Lab2: Simple Call Graph Analysis

In this lab, you will write an LLVM analysis to find possible targets of indirect calls. You need a Linux environment for all the labs.

0. Preparation

We are going to use LLVM as the analysis infrastructure. Follow the instruction here to install the repository of the latest LLVM, then install a version >= 10.0.1, for example

$ sudo apt update
$ sudo apt install clang-11 llvm-11-dev

Next, download the analysis framework and make sure you can build it correctly:

$ tar Jxf callgraph.tar.xz
$ cd callgraph
$ mkdir build
$ cd build
$ cmake ../
$ make

We are going to use the Linux kernel as the analysis target. Download the latest 5.12 kernel and decompress it; then build it with the default configuration and the wrapper I provided to generate the LLVM IR bitcode.

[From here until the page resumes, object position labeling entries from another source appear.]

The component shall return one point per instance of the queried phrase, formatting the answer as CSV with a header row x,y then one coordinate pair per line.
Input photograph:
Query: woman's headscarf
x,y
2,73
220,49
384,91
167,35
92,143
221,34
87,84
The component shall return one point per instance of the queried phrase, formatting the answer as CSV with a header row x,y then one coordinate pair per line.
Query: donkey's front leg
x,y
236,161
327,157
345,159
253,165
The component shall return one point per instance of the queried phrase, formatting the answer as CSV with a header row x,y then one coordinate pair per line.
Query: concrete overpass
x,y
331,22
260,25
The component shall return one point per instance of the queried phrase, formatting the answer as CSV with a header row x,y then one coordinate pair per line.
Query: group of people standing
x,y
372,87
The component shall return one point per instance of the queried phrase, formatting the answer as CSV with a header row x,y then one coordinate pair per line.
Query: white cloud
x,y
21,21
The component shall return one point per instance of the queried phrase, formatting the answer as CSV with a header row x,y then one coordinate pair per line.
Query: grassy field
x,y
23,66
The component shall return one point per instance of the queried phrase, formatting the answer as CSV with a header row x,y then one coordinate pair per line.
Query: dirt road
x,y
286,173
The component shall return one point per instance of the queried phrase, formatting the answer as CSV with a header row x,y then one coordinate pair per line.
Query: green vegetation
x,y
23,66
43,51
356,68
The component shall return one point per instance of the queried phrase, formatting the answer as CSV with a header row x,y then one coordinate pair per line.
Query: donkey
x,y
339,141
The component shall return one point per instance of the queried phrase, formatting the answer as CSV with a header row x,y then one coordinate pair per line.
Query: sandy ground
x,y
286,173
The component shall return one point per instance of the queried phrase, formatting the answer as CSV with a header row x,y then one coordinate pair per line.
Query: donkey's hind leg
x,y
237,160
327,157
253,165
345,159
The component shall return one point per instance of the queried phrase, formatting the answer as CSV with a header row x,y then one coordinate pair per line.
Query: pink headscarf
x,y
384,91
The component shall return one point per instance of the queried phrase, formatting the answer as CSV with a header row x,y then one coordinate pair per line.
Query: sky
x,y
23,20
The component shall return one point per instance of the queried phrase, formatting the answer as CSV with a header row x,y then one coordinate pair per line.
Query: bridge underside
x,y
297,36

$ wget https://cdn.kernel.org/pub/linux/kernel/v5.x/linux-5.12.tar.xz
$ tar Jxf linux-5.12.tar.xz
$ cd linux-5.12
$ export CLANG=clang-11
$ make ARCH=x86_64 CC=PATH_TO_CALLGRAPH/clang-emit-bc.sh defconfig
$ make ARCH=x86_64 CC=PATH_TO_CALLGRAPH/clang-emit-bc.sh -j

If build finished successfully, you can find the LLVM IR bitcode in .llbc suffix. Next, we generate the list of IR files as the analysis targets. Now, let’s try the analysis framework on these targets.

# under linux-5.12
$ find $PWD -name "*.llbc" > PATH_TO_CALLGRAPH/bclist
# switch to the analysis framework
$ cd PATH_TO_CALLGRAPH
$ ./build/KAMain @bclist

You should see the bitcode files got loaded and processed.

1. Objectives

Our objective for this lab assignment is to learn how to write a simple call graph analysis based on function type compatibility matching. For each indirect call site, you iterate through all address taken functions and see if their types are compatible: the return types are compatible, the number of arguments are the same, and each argument is type compatible. If so, you add the function as potential call target of the indirect call site.

2. Workflow

The CallGraph.cc has already provided a general skeleton to finish the analysis. What you need to do is to finish the isCompatibleType function. Note that because we load individual bitcode files under different LLVMContext, you CANNOT directly compare type pointers to determine if two types are the same.

3. Submission

Please submit your report through iLearn, preferably in PDF format. In the report, please list your complete source code with sufficient explanation and output messages.